60    I am mightily abused. I should e'en die with pity,
      To see another thus. I know not what to say.
      I will not swear these are my hands: let's see;
      I feel this pin prick. Would I were assured
      Of my condition!
CORDELIA
65    O, look upon me, sir,
      And hold your hands in benediction o'er me:
      No, sir, you must not kneel.
KING LEAR
      Pray, do not mock me:
      I am a very foolish fond old man,
70    Fourscore and upward, not an hour more nor less;
      And, to deal plainly,
      I fear I am not in my perfect mind.
      Methinks I should know you, and know this man;
      Yet I am doubtful for I am mainly ignorant
75    What place this is; and all the skill I have
      Remembers not these garments; nor I know not
      Where I did lodge last night. Do not laugh at me;
      For, as I am a man, I think this lady
      To be my child Cordelia.
CORDELIA
80    And so I am, I am.
KING LEAR
      Be your tears wet? yes, 'faith. I pray, weep not:
      If you have poison for me, I will drink it.
      I know you do not love me; for your sisters
      Have, as I do remember, done me wrong:
85    You have some cause, they have not.
CORDELIA
      No cause, no cause.
KING LEAR
      Am I in France?
KENT
      In your own kingdom, sir.
KING LEAR
      Do not abuse me.
Doctor
90    Be comforted, good madam: the great rage,
      You see, is kill'd in him: and yet it is danger
      To make him even o'er the time he has lost.

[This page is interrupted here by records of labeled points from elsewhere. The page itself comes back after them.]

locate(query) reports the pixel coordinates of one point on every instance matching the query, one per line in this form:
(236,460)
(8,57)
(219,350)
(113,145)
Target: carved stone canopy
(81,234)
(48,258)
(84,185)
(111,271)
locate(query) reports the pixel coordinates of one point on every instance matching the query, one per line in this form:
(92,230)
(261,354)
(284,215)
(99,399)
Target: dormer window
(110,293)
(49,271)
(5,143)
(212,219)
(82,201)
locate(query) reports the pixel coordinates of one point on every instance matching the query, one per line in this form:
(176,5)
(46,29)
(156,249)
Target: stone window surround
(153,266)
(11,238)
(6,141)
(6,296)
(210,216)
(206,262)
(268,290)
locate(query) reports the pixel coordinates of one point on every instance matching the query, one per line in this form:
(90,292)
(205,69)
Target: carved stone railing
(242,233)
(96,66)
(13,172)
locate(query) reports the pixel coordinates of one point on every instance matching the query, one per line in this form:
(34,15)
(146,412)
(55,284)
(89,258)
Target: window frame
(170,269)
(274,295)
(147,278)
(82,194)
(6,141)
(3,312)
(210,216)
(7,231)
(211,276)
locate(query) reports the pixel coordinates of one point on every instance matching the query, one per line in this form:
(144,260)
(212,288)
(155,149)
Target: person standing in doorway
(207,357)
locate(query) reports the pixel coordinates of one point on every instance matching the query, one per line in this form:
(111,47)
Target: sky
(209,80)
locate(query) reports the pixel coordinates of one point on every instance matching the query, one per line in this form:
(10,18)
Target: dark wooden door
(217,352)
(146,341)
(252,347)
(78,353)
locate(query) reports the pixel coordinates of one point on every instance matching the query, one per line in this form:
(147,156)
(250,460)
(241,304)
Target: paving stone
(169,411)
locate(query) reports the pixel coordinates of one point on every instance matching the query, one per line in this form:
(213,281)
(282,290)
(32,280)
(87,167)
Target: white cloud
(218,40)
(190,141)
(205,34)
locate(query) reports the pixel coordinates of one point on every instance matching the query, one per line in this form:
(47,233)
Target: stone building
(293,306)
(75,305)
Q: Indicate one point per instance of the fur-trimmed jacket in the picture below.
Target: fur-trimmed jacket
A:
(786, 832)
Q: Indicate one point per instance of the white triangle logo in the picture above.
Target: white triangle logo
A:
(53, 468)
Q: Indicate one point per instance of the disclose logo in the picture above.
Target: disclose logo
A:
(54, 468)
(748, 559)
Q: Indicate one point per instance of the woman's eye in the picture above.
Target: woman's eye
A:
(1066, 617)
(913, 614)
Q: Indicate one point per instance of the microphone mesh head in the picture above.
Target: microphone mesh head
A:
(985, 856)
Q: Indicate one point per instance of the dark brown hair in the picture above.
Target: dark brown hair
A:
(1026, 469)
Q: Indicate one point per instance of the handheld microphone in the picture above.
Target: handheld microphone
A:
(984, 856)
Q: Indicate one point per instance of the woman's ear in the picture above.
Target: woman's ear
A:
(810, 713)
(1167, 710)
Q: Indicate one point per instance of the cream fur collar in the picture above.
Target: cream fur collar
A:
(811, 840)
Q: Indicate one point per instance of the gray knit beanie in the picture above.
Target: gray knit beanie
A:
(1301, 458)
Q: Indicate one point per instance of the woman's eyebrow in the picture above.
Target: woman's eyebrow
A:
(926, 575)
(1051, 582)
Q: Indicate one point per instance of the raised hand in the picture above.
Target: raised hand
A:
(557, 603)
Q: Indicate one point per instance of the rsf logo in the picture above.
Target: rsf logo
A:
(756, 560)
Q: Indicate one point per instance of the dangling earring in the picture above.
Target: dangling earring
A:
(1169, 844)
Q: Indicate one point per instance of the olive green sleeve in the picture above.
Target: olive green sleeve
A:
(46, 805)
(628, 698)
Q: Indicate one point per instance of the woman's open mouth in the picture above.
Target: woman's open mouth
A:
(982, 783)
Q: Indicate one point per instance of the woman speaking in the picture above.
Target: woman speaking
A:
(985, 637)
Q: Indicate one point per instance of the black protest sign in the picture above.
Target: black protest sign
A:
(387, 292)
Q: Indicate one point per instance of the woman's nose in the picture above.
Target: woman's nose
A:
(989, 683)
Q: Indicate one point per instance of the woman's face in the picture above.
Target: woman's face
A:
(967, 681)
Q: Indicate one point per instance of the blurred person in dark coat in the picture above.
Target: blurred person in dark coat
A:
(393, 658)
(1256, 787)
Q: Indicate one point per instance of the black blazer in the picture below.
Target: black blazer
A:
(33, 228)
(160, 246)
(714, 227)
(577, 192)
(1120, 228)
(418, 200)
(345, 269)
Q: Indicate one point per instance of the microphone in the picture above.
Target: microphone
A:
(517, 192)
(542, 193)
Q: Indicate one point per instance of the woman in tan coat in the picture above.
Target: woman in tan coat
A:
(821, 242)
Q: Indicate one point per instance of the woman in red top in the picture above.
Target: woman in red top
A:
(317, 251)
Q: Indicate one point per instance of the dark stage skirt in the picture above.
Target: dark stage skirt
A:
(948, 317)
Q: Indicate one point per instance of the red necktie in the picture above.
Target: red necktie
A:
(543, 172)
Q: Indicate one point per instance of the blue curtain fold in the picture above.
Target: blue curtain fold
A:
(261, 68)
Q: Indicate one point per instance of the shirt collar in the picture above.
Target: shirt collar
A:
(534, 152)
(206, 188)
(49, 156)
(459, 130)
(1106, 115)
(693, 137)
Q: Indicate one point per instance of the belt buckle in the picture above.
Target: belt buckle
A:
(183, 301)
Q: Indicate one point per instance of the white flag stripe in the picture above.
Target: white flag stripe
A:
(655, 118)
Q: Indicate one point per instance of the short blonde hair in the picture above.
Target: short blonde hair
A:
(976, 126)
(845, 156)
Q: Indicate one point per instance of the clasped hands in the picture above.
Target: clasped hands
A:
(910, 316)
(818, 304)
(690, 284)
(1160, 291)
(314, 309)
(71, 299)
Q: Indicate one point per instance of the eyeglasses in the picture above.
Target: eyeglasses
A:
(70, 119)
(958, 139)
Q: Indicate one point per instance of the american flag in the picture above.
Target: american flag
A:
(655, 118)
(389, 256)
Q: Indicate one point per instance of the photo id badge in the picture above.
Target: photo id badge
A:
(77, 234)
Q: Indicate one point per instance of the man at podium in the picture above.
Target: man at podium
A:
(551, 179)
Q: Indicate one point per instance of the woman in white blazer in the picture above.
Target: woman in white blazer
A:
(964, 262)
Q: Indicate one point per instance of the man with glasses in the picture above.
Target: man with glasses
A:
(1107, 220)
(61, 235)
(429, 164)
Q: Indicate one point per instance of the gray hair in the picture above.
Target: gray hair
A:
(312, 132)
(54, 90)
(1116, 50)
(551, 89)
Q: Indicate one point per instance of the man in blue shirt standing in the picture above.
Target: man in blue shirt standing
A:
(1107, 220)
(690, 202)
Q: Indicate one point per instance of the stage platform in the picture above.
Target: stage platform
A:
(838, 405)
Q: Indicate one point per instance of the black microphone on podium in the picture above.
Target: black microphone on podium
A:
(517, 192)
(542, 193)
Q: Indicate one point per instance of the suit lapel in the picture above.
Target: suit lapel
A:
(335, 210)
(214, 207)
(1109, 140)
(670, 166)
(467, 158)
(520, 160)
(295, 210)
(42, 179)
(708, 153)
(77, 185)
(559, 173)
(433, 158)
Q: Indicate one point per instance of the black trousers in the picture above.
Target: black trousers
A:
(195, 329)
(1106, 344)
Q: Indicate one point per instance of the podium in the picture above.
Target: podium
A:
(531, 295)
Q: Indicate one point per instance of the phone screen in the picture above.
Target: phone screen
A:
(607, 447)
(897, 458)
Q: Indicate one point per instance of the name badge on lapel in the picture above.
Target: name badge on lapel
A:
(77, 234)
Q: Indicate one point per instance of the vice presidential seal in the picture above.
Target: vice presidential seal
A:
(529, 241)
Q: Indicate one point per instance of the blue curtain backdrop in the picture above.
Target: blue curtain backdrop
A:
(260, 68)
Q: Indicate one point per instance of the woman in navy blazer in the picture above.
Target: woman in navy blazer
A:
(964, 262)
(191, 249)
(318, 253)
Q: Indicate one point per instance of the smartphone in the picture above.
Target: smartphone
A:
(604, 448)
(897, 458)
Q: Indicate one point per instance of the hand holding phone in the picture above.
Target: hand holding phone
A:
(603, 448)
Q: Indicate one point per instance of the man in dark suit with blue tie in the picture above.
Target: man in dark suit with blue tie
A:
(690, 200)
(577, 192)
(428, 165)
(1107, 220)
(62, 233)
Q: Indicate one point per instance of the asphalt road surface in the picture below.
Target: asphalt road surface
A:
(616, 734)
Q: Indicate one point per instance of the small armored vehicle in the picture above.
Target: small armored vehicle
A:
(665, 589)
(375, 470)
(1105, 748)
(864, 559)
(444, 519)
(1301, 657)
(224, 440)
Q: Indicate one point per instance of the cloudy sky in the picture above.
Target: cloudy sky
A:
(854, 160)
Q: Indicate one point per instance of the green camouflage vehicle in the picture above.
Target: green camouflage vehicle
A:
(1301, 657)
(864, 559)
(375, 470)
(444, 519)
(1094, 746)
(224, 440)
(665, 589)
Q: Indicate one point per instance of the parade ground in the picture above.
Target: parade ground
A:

      Desire him to go in; trouble him no more
      Till further settling.
CORDELIA
95    Will't please your highness walk?
KING LEAR
      You must bear with me:
      Pray you now, forget and forgive: I am old and foolish.
Exeunt all but KENT and Gentleman
Gentleman
      Holds it true, sir, that the Duke of Cornwall was so slain?
KENT
      Most certain, sir.
Gentleman
100   Who is conductor of his people?
KENT
      As 'tis said, the bastard son of Gloucester.
Gentleman
      They say Edgar, his banished son, is with the Earl
      of Kent in Germany.
KENT
      Report is changeable. 'Tis time to look about; the
105   powers of the kingdom approach apace.
Gentleman
      The arbitrement is like to be bloody. Fare you
      well, sir.
Exit
KENT
      My point and period will be throughly wrought,
      Or well or ill, as this day's battle's fought.